How: Set the cable to the highest pulley position. With your side to the cable, grab the handle with one hand and step away from the tower. Stand with your feet shoulder-width apart and reach up with your free hand to grab the same handle. With arms fully extended, pull the handle down and across your body to your front knee while rotating your torso. Pivot your back foot and bend your knees. Return to the start position slowly under control.
Burton says: "Try to perform exercises while standing where possible, because obviously the amount of time you spend on the floor is quite low and once you get onto the floor you're reducing the amount of joints that are contributing to that movement, whereas in everyday life, when you're walking, everything's got to work."
12) Hanging Leg Raises
Why: If you're looking to build abs and and improve your core strength and stability there are few moves that can compare with hanging leg raises.
How: Grab a pull-up bar and lower yourself into a dead hang. Let your legs straighten and pull your pelvis back slightly. Tense your core and raise your legs until your thighs are perpendicular to your torso. Hold then lower slowly back to the starting position.
Burton says: "The further away your legs are, you're creating a longer lever but that longer lever is pulling on the pelvis. If you've got the strength within to do that then great, but with most people I ask them to do it with a slightly bent knee and their toes internally rotated, just slightly, because that internal rotation is going to lengthen your glutes, so you're going to get more glute support. That will support your pelvis and reduce the load on your hip flexors, which is fundamentally why people struggle with hanging leg raises because their hip flexors are tight and it's pulling the pelvis."
13) Turkish Get-up
Why: Stability, mobility, balance and strength, the Turkish get-up will improve them all.

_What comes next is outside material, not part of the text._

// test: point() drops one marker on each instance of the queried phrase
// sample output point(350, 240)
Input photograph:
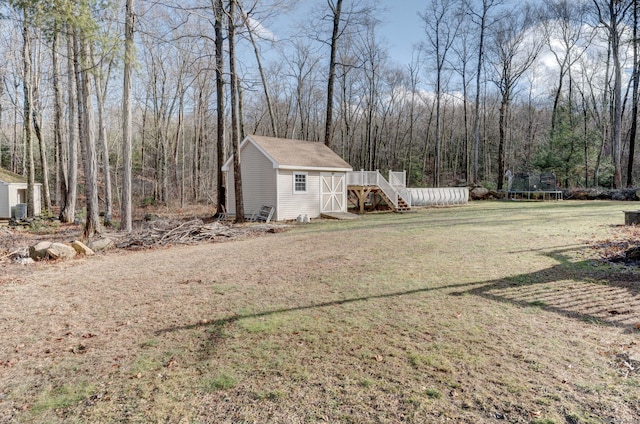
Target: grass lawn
point(492, 312)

How: Lie down and hold a kettlebell just above your right shoulder. Extend your right arm and push the kettlebell directly above you, then straighten your left arm out to your side. Bend your right knee and move it across your body, placing your foot on the floor. Keep watching the kettlebell, still at arms length above you, as you move into standing position. Slowly reverse the movement until you're lying down, then bring the kettlebell back down to your shoulder.

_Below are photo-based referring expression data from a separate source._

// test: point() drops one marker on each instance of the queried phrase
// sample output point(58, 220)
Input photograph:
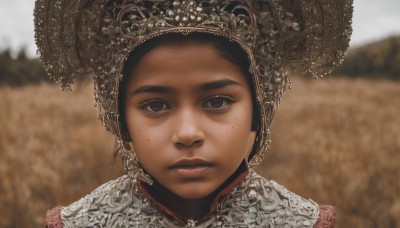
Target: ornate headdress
point(80, 37)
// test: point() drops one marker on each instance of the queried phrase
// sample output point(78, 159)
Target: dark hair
point(227, 49)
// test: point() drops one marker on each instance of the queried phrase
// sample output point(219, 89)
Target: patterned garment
point(255, 202)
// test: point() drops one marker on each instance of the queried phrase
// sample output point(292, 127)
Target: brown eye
point(156, 106)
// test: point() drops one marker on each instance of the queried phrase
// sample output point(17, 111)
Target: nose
point(188, 132)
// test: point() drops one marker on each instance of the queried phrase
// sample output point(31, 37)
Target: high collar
point(161, 196)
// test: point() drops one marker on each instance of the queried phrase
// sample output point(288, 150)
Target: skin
point(189, 113)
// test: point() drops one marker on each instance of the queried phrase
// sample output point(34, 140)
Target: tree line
point(376, 61)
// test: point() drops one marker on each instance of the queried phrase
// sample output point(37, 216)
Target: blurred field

Burton says: Be careful with this one. Although the Turkish get-up appears simple there's so much going on that Burton classes it as an advanced move. "I mean it's incredibly difficult to stabilise the weight above your head, but then moving from the ground to standing is a whole other ballgame because you've got to concentrate on other aspects of your core – not just strength but also balance, coordination, your perception of where your joints are – so now you're talking about proprioception and being aware of what you're doing. Once all that builds up, you're putting somebody into an unbelievably stressed position for their muscles and their nervous system to deal with, and that's why it's advanced because there's so much going on."

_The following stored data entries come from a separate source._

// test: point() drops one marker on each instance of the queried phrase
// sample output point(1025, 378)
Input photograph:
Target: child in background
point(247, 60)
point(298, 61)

Why: L-sits aren't for novices, but if you're capable the move is a demonstration of midline stability and strength.
How: With your hands on the floor, fingers facing forwards and arms fully extended, lift your legs up until they are parallel to the floor. And hold.
15) Bear Crawl
Why: Crawling like a bear may make you feel a little silly in the gym, but it'll build full-body strength, balance and coordination. Worth a few strange looks, we're sure you'll agree.
How: Put your palms on the floor, resting on your toes, your knees hovering above the ground and your back flat. From here, crawl forward on your hands and toes, with your feet and knees kicking out a little wider than your hands to generate speed. Then push backwards on hands and toes to return to the start.